With stunnel now running in the background, start OpenVPN with the command:
sudo openvpn /etc/openvpn/ssl.conf

Once that's connected, you're all done. All of your traffic will now appear to be HTTPS traffic.

Technical details

Those of you experienced with stunnel will probably notice that we're not doing anything to verify the server's TLS certificate, or the CA certificate. The reason for that is because leaving it out makes the client-side stunnel config smaller and the whole process a little easier, and it's not actually needed since OpenVPN does verify the remote TLS certificates. If someone were to MiTM the HTTPS tunnel, they wouldn't be able to do the same thing to the VPN tunnel, so no harm done.

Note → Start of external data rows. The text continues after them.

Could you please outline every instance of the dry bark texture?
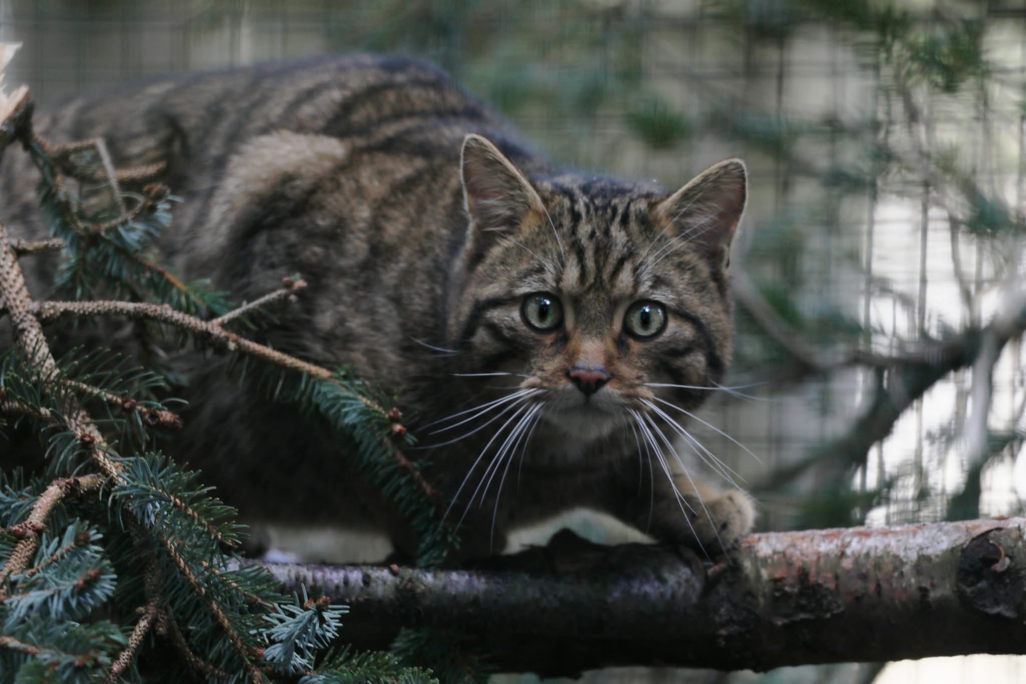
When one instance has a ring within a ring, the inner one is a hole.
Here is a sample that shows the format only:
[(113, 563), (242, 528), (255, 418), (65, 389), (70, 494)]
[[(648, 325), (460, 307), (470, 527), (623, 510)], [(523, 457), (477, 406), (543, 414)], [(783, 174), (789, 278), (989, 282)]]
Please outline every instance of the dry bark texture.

As with SSH tunneling, the initial connection is actually made to haproxy, which acts as a frontend balancer for this whole thing (and it's also used to balance our TCP OpenVPN instances). haproxy detects whether the session is RSA OpenVPN, ECC OpenVPN, or SSH, or HTTPS, and forwards it to it's respective backend. For HTTPS, haproxy sends the session to the server-side stunnel, which then forwards it back to haproxy (minus the HTTPS). Doing it that way allows clients to use either the ECC or RSA OpenVPN configs with this.

As with all of our other services, the server-side stunnel isn't logging anything, and is running under a restricted account. Here's our server-side stunnel.conf:

setgid = stunnel
setuid = stunnel
cert = /etc/stunnel/chain.crt
key = /etc/stunnel/server.key
pid = /var/run/stunnel/stunnel.pid
output = /dev/null
syslog = no

[openvpn]
failover=rr
accept=127.0.0.1:44344 connect=27.255.77.57:443 connect=27.255.77.58:443

That's for the South Korea node. All the other nodes have the same config, except that the connect= lines include each VPN IP for that node. The failover=rr part implements stunnel's round-robin algorithm so that whenever you connect to this HTTPS tunnel, you're given a different exit IP each time.

What's next?

We're still testing out other protocols, but unfortunately most obfuscation/tunneling software for other protocols is "Proof of Concept" code only, which usually means insecure/unstable. Once we're done testing and adding other protocols, we'll add obfs4 support to all the servers, which should help those out behind the GFW.

Our widget now includes built-in SSH and HTTPS tunneling support, so changing the above widget instructions to reflect that.